Dursey Island is five square miles of beautiful rocky land that has been amputated from the end of the Beara Peninsula by the erosive power of the Alantic Ocean. At its nearest point, it is about two hundred yards from the peninusla but the intervening channel is a really treacherous length of water. Since 1969 Irelands only cable-car links Dursey Island and its inhabitants with the mainland. It is licensed to carry three people and a cow (simultaneously?). When it was being installed some of the elderly locals were rather sceptical of the project. One wizened old sceptic dismissed the finished product as "a tin-can hanging from telephone wires" and declared that he would prefer to die in his bed.

 


When it was inaugurated in 1969 by the then Taoiseach (Prime Miniser) Jack Lynch, many of the locals admired his courage when, with a couple of other dignitaries, he boarded the cable-car for its inaugural flight. To everybodys relief (and surprise?) it did not spill them in the ocean. Incidentally, a few years later Lynch's successor as Taoiseach, Charles J. Haughey atoned for this omission by accidentally sailing his own private yacht onto the rocks not far from here, and had to be rescued by the local life-boat.
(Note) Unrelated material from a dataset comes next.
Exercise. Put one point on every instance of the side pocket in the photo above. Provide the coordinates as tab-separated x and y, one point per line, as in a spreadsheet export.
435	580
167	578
The cable-car is an efficient but not luxurious means of transport. Locals who regularly use it say it is like "travelling in a big biscuit-tin" or "crossing in a cupboard". To the tourist, it offers a unique and fascinating travel experience and the island, which is about four miles long and one and a half miles wide is well worth a visit. The well marked Beara Way walking trail extends onto the island and makes the exploraton more enjoyable.
Near the spot where the cable-car passengers disembark is a place known as "Pairc an Air" - the Massacre Field. It is said to be the place where a large number of the
O'Sullivan Clan and their followers were killed in an ethnic cleansing operation by Crown Forces under the command of Sir Peter Carew. On the island are the ruins of St. Mary's Abbey and in the nearby graveyard is the family vault of O'Sullivan Beara.
From the furthest tip of the island, Dursey Head, there is a magnificent view. Off the headland, there are three little islands: The Bull, The Cow, and The Calf. The Bull has the largest gamet colony in Ireland and both it and The Cow have been designated as areas of wild-life protection.